E' stato, quasi in questo periodo, cinquant'anni fa. I Beatles toccarono terra a Sydney l'11 giugno 1964 e trascorsero in Australia tredici giorni eseguendo venti concerti tra Adelaide, Sydney, Melbourne e Brisbane. Il loro manager Brian Epstein promise che li avrebbe riportati nella Terra dei Canguri, ma i Quattro di Liverpool non tornarono mai più. EMI Music Australia ha messo in Rete "The Beatles - 1964 Australian tour highlights reel", un video che mostra interessanti spunti della visita. Le immagini di mezzo secolo fa ci restituiscono scene di impressionante, a volte epica Beatlemania: ad Adelaide ad esempio scesero in strada ben 300.000 persone.
L'ultimo concerto dei Beatles con pubblico pagante si tenne al Candlestick Park di San Francisco il 29 giugno 1966. Epstein morì nell'agosto 1967.

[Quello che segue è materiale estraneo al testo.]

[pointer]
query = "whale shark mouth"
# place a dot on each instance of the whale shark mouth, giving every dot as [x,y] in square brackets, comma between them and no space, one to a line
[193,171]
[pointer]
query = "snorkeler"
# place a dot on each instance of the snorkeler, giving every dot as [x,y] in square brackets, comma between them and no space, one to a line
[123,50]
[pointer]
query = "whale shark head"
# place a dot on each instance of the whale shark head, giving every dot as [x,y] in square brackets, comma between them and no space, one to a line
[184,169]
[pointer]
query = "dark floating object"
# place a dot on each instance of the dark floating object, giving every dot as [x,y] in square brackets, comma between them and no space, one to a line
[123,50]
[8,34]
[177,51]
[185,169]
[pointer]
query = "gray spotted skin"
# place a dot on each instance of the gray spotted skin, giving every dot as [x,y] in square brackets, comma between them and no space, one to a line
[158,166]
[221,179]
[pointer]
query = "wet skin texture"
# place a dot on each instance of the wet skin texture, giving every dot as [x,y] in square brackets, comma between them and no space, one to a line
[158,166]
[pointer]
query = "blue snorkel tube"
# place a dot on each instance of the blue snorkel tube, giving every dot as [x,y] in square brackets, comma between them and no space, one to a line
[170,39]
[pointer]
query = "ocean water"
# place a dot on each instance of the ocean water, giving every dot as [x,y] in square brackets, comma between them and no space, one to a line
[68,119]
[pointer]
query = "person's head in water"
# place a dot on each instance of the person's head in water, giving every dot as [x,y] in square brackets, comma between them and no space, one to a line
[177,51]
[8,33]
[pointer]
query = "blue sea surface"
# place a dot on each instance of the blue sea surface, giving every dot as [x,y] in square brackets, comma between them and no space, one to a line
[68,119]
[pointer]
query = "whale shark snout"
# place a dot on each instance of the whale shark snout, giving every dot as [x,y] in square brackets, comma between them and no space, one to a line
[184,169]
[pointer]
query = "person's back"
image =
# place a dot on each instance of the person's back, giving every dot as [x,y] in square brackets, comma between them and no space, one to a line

E' doveroso, visto che si parla di Australia, ricordare un episodio forse minore ma interessante della carriera dei Beatles. I primi concerti in quel Paese il gruppo li affrontò senza Ringo Starr, colpito da faringite e tonsillite. I Fab rimpiazzarono temporaneamente il loro batterista, che si era ammalato il 3 giugno '64, con l'allora 24enne Jimmie Nicol, un session drummer londinese. Nicol eseguì otto concerti con la band più famosa del mondo; il primo già il giorno dopo essere stato assunto, il 4 giugno a Copenaghen. I Beatles arrivarono, come detto, l'11 giugno a Sydney provenienti da Hong Kong. Il giorno successivo andarono ad Adelaide, dove tennero quattro concerti in due giorni. Ringo tornò in line-up il 14 giugno, e il suo sostituto volò dritto in Gran Bretagna. All'ora della partenza gli altri tre dormivano, e quindi non fu in grado di poterli salutare. Brian Epstein gli mise in mano un assegno, e con quello si concluse il quarto d'ora di fama di Jimmie Nicol.